A variation on this test is for the practitioner to bring to mind a body part, e.g., the heart and then to select in turn various body parts and MRT, "Is this the heart?" <test>. Only when the practitioner indicates by gesture and/or intention the selected body part (heart) does the patient demonstrate the affirmative MRT response.
The practitioner brings to mind a clear and well defined "picture thought" of the subject matter of each MRT challenge, and attempts to non-verbally "speak" this to the patient. It is always our intention to deliver such a "picture thought", whether delivering the NMT dialog silently or out loud. Silent delivery of a thought is much like what happens when we direct our conscious intention toward someone we notice in a crowd and they turn and look at us, apparently having sensed some unspoken thought. Regular practice improves this skill! (See Sheldrake - "The Sense of Being Stared At")
This exercise should be done on a regular basis until the practitioner finds that they can enter into this sort of OTC communication and immediately produce consistent MRT responses at any time with any test subject. That may mean doing this simple exercise several times a day and doing this with various test subjects to build the skill.
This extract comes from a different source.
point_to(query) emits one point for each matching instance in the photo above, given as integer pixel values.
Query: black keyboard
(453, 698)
Once a practitioner can create such a response in any patient every time, they are ready to begin using MRT in the application of an NMT session. If this exercise can not be done with close to 100% accuracy and consistency, then you can not be assured that the simplest application of NMT will be optimally effective.
The physical part of MRT is easy but there are some fine points to take note of. Deliver the OTC/OTC subject matter with clear intention and in one flowing thought (with or without verbalization). Apply the MRT challenge force as you complete OTC delivery of the full thought picture. Preload the test muscle with perhaps a pound of pressure. This tells the patient to be prepared for the MRT challenge force that is about to be delivered and puts the test muscle in a ready condition to be tested. The patient should otherwise keep the test muscle relatively relaxed between MRT challenges.
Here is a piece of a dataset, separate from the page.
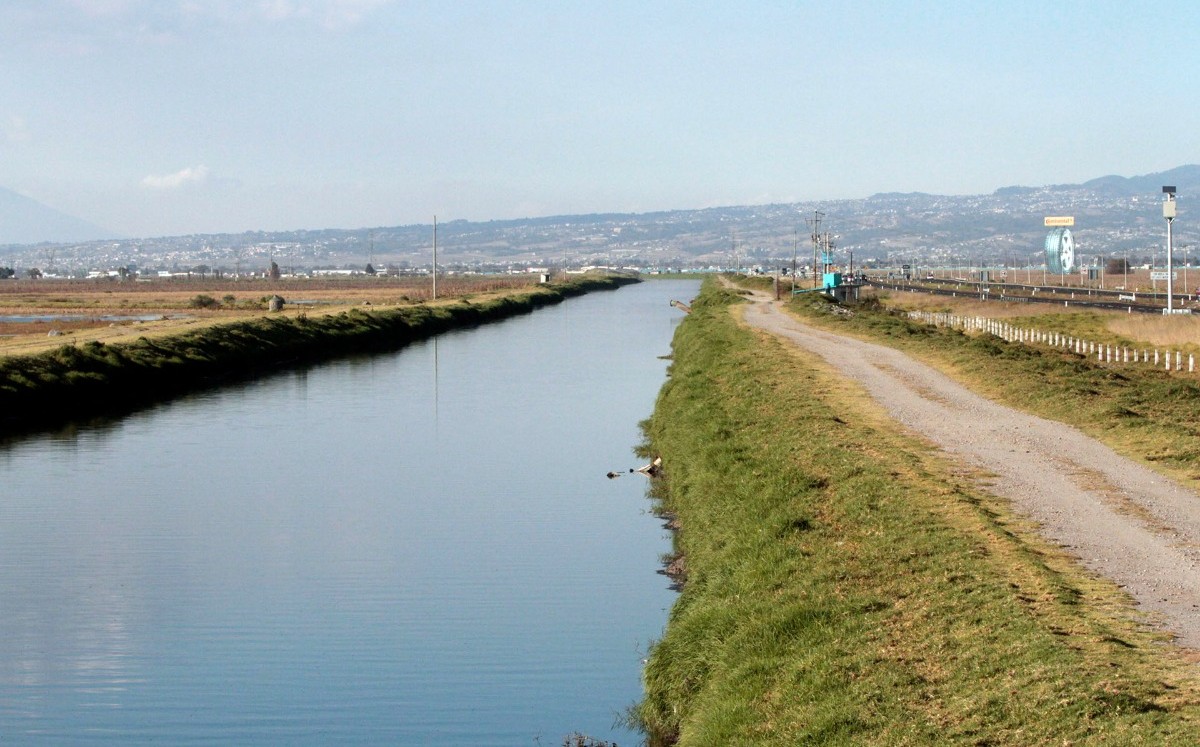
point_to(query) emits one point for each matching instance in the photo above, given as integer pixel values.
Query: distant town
(1115, 217)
The challenge force from the practitioner needs to be consistent from one challenge to the next so that we do not introduce an unnecessary variable into our testing, i.e., compare apples to apples not apples to oranges. The patient should also use a consistent level of effort to resist each challenge, about what it takes to hold up a 4 or 5 pound dumbbell. Inconsistency of effort masks the difference from one challenge to the next that we are trying to reveal.
The amplitude of deflection produced in the MRT challenge should be the minimum needed to demonstrate a clear MRT response. For the inexperienced MRT tester, larger deflection may be necessary at first, but more subtlty comes with experience and a clear response will be noted with very light force and little amplitude of deflection. Subtle testing is less fatiguing to patient and practitioner.
Did I really just observe a weak response? That can be confirmed by applying the "It is/Is not?" test, which will either produce a clearly contrasting MRT indicating validity, or will produce no contrast, indicating an invalid MRT response. Remember, MRT is all about delicately listening to the body, not trying to force a response to occur!!!